One vice I have with Snyder’s picture is the shameless plugging. How overt must signage from Sears, U-Haul, 7-Eleven and IHop be? Granted, all of these summer blockbuster films have the inserts of brand labels going all the way back to the original Superman films. Here though, the corporate advertising is a true eyesore. Superman being thrown into the dining area of an IHop is not as memorably funny as when Zod’s underling, Non, crashed into New York’s famed Coca-Cola sign back in 1981.
The seemingly endless battle consuming about forty five minutes of the third act of the film are over the top outrageous. I might normally be saying I’ve seen enough while casualties are never considered as buildings literally topple over into mushroom clouds of concrete dust. Still, the cast keeps these moments alive. Shannon and Cavill, along with Laurence Fishburne as Perry White, the Daily Planet editor, and Amy Adams, actually show risk and fear amid all of this bombastic action. Still, Snyder is insistent on his freedom to go crazy with CGI effects. It’s more than a bit much, but the characters up to this point keep me engaged with the film all the way through. Later DC films in this franchise don’t do it so much for me, but that’s another column altogether.

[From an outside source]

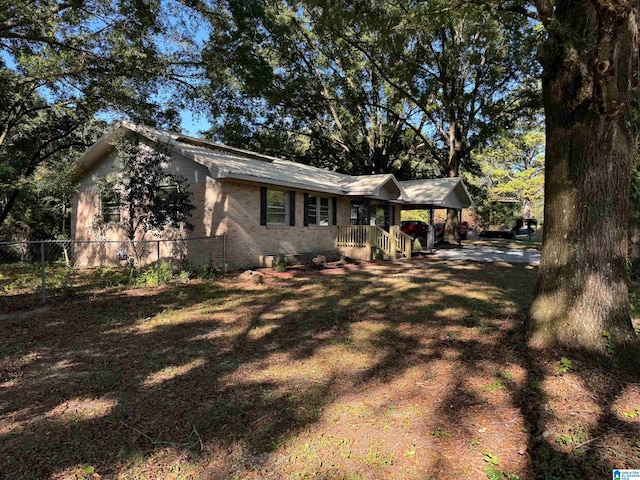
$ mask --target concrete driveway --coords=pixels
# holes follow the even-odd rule
[[[436,247],[436,258],[442,260],[469,260],[472,262],[506,262],[540,264],[540,252],[533,248],[499,248],[486,245],[463,245],[462,248]]]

Again, what I especially like about Man Of Steel is how Snyder cuts back and forth with the film. Heroic moments occur and then are reflected back to times in Clark’s childhood with Jonathan and Martha. With Zimmer’s score, it seems to allow Clark to consider conversations and moments from his past as meaningful to what he is experiencing in the present. When Zack Snyder stays on this trajectory it makes Man Of Steel more than just another comic book movie for summer box office. There’s depth from Goyer’s script that Snyder wisely does not disregard.
Man Of Steel is a new and unfamiliar kind of Superman, but its a very welcome Superman too.